Ten Year Old Has Breast Cancer

When I read or see stories about kids who have cancer one thing always rings in my head.  How is this fair?  Are kids really equipped with the faculties to deal with such a blow to the body, and to the mind not to mention?  But then it inevitably is almost always true that children tend to face serious disease with more courage than most adults it seems!  I’m not sure if it’s just they are still naive and don’t know the full impact this disease could have on their life or that their life itself may be in danger, but every time I read about kids who get cancer they always seem to be old souls, looking at their disease in an objective way and telling the adults around them who are freaking out that they’ll be ok, really.

Talk about heart wrenching, children with serious and incurable disease is extremely heart breaking, but they really seem like they handle it like they are enlightened little beings, which is always amazing to me.  I read a story recently about how a young girl, at just the age of ten, has been diagnosed with breast cancer.  All the breast cancer research indicates that she is in the extreme minority demographic for getting this disease, since less than .1 are in her age group that get breast cancer, so it really is quite an anomaly for someone this young to get it, even more so than for someone in their teens or early twenties.

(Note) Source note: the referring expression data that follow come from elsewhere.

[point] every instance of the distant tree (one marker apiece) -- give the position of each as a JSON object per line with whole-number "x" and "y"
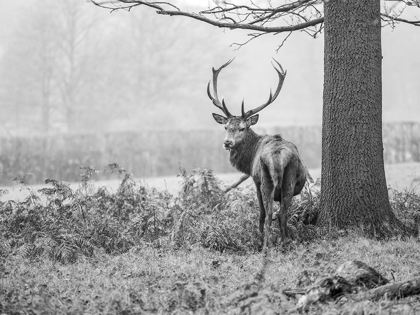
{"x": 354, "y": 192}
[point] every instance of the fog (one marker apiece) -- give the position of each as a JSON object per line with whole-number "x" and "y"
{"x": 69, "y": 67}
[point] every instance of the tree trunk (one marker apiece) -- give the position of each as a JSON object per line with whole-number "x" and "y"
{"x": 354, "y": 192}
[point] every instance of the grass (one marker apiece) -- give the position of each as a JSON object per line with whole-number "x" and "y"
{"x": 140, "y": 251}
{"x": 153, "y": 280}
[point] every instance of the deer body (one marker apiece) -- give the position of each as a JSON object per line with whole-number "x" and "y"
{"x": 273, "y": 163}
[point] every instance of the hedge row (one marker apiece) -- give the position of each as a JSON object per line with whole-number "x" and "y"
{"x": 159, "y": 153}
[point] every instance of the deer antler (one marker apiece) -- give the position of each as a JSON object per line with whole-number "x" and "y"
{"x": 215, "y": 99}
{"x": 282, "y": 75}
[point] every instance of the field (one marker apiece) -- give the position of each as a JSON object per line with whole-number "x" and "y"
{"x": 398, "y": 176}
{"x": 201, "y": 259}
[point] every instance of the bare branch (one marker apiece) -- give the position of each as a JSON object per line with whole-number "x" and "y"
{"x": 223, "y": 21}
{"x": 398, "y": 19}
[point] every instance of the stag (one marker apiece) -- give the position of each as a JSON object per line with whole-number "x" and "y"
{"x": 273, "y": 163}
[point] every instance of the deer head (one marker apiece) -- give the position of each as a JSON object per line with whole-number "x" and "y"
{"x": 237, "y": 127}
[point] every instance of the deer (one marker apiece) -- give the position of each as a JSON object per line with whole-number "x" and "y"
{"x": 273, "y": 163}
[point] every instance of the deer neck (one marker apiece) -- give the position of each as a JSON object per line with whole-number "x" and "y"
{"x": 242, "y": 157}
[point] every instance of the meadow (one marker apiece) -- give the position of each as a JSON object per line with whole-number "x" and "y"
{"x": 135, "y": 249}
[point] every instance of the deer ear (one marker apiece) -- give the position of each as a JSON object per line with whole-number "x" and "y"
{"x": 252, "y": 120}
{"x": 220, "y": 119}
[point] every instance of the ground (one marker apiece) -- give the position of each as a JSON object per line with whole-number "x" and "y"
{"x": 154, "y": 277}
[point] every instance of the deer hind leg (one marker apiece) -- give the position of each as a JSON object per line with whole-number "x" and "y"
{"x": 287, "y": 192}
{"x": 268, "y": 185}
{"x": 262, "y": 210}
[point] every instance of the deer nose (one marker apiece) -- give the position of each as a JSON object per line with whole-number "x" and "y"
{"x": 227, "y": 143}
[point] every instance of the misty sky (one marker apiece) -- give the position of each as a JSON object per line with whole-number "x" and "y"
{"x": 187, "y": 51}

The young California girls has been diagnosed with invasive ductal stage II breast cancer, which is only usually known as a cancer that adults get because of the fact that it is spurred on by estrogen in the body, and young girls her age shouldn’t have high levels of this hormone yet, before they have even hit puberty.  However, the girl’s chances of complete recovery are pretty high.  She is going to get a full mastectomy of the affected breast, and has about an 85% chance of full recovery for the next several years living cancer free.

Nevertheless, this is quit an unusual story, and one that unfortunately happened to a young child and has put her life on indefinite hold for treatment instead of living the carefree life of a child that she should be.  Doctors think that the reason she got it at such a young age is a genetic predisposition to the cancer.